Is there a way to conditionally include a sub-Makefile based on the result of a an ifeq test as suggested below
CC = g++
CENTOS_VERSION := $(shell rpm -E %{rhel})
TARGET = main
$(TARGET): $(TARGET).cpp
ifeq ($(CENTOS_VERSION),6)
@echo "Building on CentOS 6"
include(CentOS6_Makefile.mk)
else
@echo "Building on CentOS 7"
include(CentOS7_Makefile.mk)
endif
$(CC) $(CFLAGS) -o $(TARGET) $(TARGET).cpp
This does not work and generates the error message
Building on CentOS 6
include(CentOS6_Makefile.mk)
/bin/sh: -c: line 0: syntax error near unexpected token `CentOS6_Makefile.mk'
/bin/sh: -c: line 0: `include(CentOS6_Makefile.mk)'
make: *** [main] Error 1
Based on the answer by @MadScientist the solution to my problem boils down to just 2 lines
CENTOS_VERSION := $(shell rpm -E %{rhel})

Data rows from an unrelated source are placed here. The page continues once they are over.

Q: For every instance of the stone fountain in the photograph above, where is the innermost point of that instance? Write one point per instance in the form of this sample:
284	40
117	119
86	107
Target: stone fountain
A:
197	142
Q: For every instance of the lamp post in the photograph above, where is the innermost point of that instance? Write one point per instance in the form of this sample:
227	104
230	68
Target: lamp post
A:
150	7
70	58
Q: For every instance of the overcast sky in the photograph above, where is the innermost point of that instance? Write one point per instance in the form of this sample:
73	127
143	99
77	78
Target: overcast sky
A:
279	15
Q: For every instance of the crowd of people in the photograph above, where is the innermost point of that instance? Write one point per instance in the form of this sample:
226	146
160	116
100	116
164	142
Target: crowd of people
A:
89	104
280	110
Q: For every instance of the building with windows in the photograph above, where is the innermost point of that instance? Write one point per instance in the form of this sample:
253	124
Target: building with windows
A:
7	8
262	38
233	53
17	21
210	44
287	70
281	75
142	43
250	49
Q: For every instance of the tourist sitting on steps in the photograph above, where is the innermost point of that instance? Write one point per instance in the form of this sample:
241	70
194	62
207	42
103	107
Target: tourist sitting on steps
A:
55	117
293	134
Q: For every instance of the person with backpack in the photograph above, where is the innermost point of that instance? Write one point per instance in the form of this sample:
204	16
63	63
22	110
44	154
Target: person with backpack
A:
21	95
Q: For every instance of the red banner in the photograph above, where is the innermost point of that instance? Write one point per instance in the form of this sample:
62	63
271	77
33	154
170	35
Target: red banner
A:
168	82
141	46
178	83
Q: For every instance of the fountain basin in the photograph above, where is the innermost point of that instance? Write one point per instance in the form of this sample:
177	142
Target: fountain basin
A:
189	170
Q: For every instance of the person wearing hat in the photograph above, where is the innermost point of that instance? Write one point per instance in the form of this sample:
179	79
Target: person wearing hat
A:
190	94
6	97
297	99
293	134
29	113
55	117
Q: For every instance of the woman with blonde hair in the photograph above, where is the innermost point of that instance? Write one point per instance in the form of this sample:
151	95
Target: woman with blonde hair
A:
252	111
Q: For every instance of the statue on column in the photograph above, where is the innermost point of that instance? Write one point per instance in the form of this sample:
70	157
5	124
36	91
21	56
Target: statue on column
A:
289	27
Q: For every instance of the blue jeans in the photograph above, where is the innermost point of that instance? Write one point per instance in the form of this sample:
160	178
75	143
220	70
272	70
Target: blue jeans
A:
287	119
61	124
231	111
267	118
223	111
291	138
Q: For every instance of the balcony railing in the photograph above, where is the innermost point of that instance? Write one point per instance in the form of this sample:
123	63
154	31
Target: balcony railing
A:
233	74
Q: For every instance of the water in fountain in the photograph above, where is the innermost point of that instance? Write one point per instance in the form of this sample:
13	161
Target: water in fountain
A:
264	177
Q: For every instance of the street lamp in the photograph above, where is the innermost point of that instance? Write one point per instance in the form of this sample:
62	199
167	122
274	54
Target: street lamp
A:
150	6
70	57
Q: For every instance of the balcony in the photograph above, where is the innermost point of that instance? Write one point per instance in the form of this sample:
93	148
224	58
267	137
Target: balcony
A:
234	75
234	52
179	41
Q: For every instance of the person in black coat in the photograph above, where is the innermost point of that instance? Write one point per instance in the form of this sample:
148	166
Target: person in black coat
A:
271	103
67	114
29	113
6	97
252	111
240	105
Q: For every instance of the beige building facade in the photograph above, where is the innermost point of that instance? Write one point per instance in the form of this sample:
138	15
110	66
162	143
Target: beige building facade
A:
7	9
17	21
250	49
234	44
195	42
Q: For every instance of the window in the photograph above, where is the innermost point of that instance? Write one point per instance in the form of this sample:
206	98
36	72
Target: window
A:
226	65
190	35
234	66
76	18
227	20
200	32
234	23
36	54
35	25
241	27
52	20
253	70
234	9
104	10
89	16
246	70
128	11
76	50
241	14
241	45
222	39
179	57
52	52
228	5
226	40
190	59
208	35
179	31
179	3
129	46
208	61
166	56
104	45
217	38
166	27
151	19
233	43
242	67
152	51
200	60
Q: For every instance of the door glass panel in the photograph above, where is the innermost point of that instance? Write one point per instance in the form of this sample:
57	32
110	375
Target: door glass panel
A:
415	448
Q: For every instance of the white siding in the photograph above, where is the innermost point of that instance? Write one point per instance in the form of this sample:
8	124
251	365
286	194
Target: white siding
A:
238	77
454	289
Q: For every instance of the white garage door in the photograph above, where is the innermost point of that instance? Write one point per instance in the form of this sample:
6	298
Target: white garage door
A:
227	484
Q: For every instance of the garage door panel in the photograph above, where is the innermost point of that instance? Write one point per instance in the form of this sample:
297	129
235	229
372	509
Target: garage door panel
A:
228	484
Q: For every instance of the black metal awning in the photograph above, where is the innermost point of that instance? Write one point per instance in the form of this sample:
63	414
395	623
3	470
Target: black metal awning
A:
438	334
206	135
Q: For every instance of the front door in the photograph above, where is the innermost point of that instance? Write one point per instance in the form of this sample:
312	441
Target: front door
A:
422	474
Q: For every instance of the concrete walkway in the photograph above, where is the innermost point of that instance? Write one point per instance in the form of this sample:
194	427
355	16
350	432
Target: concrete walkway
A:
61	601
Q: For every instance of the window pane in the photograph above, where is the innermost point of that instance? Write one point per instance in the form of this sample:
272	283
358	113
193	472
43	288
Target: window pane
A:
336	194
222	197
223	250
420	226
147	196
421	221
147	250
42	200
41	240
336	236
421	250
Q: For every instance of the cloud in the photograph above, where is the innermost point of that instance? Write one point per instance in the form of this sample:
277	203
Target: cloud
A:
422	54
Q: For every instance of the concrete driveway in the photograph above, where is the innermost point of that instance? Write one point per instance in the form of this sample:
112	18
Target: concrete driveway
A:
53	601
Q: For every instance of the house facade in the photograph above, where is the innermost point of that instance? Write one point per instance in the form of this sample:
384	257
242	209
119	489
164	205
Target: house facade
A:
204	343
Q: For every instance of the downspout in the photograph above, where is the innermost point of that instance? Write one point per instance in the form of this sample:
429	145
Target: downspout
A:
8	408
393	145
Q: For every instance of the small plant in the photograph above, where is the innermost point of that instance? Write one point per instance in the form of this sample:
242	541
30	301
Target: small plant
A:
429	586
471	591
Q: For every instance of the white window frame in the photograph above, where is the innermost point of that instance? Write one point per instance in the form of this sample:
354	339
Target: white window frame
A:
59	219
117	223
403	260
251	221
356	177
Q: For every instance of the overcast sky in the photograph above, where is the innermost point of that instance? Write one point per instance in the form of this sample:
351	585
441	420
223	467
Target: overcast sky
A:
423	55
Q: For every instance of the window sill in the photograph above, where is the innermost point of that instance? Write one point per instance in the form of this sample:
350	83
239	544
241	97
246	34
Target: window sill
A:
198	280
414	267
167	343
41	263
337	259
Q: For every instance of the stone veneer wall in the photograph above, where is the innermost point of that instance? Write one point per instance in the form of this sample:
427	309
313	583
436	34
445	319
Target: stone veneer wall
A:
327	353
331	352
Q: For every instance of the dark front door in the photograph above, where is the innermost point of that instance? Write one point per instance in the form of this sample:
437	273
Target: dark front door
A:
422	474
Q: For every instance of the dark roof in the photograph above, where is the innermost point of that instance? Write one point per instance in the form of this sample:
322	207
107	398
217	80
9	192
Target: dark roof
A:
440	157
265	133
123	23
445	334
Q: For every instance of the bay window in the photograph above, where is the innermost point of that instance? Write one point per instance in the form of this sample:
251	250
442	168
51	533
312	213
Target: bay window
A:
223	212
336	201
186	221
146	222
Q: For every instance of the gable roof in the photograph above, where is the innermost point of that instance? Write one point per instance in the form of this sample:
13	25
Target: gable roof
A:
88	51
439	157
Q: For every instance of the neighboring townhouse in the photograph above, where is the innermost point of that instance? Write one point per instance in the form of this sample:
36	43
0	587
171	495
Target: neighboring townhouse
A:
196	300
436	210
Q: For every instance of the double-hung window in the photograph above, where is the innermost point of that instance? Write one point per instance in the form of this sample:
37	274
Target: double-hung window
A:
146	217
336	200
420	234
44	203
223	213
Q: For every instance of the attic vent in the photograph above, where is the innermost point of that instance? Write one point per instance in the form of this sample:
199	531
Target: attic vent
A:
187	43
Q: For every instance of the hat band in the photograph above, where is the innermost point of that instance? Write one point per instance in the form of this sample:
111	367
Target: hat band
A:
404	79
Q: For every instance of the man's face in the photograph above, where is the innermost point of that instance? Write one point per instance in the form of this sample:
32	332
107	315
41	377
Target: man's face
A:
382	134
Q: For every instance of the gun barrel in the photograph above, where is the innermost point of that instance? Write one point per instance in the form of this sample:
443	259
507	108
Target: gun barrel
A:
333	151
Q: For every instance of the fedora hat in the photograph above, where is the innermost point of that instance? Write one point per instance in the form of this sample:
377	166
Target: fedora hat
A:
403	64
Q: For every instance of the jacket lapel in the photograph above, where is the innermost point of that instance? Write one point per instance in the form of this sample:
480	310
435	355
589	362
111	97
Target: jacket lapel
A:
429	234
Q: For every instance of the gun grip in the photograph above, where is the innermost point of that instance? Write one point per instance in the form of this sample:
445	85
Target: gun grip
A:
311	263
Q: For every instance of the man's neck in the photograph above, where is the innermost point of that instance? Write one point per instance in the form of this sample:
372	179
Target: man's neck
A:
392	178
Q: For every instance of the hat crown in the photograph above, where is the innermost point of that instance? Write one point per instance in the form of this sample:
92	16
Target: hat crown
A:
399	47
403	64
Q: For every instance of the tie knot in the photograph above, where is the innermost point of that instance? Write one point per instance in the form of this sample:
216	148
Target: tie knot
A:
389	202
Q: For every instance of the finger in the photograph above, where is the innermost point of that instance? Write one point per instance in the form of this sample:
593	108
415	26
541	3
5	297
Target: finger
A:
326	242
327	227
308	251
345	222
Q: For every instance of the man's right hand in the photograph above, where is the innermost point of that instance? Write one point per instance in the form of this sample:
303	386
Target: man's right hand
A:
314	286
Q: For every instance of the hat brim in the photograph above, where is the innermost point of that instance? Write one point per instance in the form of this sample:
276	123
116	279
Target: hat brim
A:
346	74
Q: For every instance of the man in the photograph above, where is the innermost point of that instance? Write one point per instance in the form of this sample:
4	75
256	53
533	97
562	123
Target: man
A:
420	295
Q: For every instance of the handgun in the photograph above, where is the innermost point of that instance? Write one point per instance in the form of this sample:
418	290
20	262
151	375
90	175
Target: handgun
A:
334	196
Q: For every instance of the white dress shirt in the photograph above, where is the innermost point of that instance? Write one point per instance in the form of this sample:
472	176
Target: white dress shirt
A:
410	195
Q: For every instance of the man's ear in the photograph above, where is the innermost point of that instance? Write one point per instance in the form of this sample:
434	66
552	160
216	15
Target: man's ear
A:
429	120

include CentOS$(CENTOS_VERSION)_Makefile.mk
Your problem is not related to ifeq; if you remove the ifeq and always include one or the other you'll see the same problem.
First, your syntax for including files is wrong. There are no parentheses around filenames in make's include directive. It should just be:
include CentOS6_Makefile.mk
Second, you cannot use makefile processor commands like include as part of a recipe (that is, indented by a TAB). In a make recipe ALL lines that indented by TAB are passed to the shell as commands to run to build the target, they are not interpreted by make (except to expand macros). Also, you cannot include some other makefile in the middle of a recipe: once make starts to include a new makefile that's the end of any recipe that is currently being defined.
You can do this:
CENTOS_VERSION := $(shell rpm -E %{rhel})
ifneq ($(CENTOS_VERSION),6)
CENTOS_VERSION := 7
endif
include CentOS$(CENTOS_VERSION)_Makefile.mk
$(TARGET): $(TARGET).cpp
@echo "Building on CentOS $(CENTOS_VERSION)"
$(CC) $(CFLAGS) -o $(TARGET) $(TARGET).cpp